When directly questioned on whether it was in response to Freedom Mobile’s Big Gig plans, launched in October, and thus a sign of fear on the company’s part, Natale responded that the promotion had “nothing to do with any of our competitors.”
He added that Rogers has been competing with Freedom for 10 years and has seen “these types of rate plans” in the market before.
“There is zero concern from the board, from management whatsoever,” Natale stated.
While the promotions did prompt growth in the fourth quarter, there was also a downside related to systems failure.
On its call, Rogers noted that during the peak promotional period it experienced technical issues with its price plan change system, increasing the rate at which subscribers left the company during the quarter (known as the churn rate).
The churn rate for the fourth quarter stood at 1.48 percent, up from 1.35 percent during the same period last year.

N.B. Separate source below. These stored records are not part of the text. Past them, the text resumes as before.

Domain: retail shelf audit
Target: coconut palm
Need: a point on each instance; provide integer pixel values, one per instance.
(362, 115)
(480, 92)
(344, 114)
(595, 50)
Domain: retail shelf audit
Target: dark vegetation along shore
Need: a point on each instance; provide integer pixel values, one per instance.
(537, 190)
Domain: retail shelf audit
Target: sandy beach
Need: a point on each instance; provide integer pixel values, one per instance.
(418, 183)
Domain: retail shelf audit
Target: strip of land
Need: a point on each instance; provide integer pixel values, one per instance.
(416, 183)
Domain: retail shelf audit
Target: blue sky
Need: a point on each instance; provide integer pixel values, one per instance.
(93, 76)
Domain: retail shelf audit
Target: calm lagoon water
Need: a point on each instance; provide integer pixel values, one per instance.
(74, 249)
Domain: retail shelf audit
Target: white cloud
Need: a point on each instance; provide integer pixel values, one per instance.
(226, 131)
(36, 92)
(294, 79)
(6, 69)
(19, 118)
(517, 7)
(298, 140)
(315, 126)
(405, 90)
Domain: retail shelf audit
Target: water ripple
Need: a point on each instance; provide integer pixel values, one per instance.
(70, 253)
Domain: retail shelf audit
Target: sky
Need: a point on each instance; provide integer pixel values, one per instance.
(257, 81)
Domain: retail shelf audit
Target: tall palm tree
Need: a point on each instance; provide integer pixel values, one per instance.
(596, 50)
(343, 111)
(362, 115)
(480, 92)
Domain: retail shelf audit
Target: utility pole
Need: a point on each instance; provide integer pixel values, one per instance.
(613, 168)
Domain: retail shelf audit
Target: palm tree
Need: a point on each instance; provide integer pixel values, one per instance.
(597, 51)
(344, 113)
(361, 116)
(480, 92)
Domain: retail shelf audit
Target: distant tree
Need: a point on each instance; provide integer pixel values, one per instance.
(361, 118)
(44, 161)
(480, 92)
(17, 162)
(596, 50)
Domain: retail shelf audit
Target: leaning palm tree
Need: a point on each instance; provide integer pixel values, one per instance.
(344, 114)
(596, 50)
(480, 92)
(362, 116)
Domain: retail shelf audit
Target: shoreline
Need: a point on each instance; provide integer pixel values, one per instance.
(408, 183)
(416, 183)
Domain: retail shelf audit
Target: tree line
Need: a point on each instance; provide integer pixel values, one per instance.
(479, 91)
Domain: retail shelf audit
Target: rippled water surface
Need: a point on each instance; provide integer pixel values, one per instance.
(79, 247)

“We believe the impact for that five-day period was about 35,000 deactivations,” said Natale, stating Rogers believes it added 15 basis points to the churn rate, which would have been 1.33 percent without the issue.
In response to what Rogers learned from the promotion, Natale said it confirmed what they knew about Canadian data appetites. He also promised investors that the momentum would carry forward.
During the call, Natale did not address recent CBC reports that Rogers has a high pressure sales environment. MobileSyrup did, however, obtain a memo to all employees from Natale in which he states: “There is no room in our organization for unethical or unfair practices – this applies to everyone at all levels.”
For the three-month period ended December 31st, 2017, total revenue increased by 3 percent year-over-year to $3.632 billion CAD, of which its wireless business contributed $2.189 billion.
In total, the company ended fiscal 2017 with 10,442,000 wireless subscribers.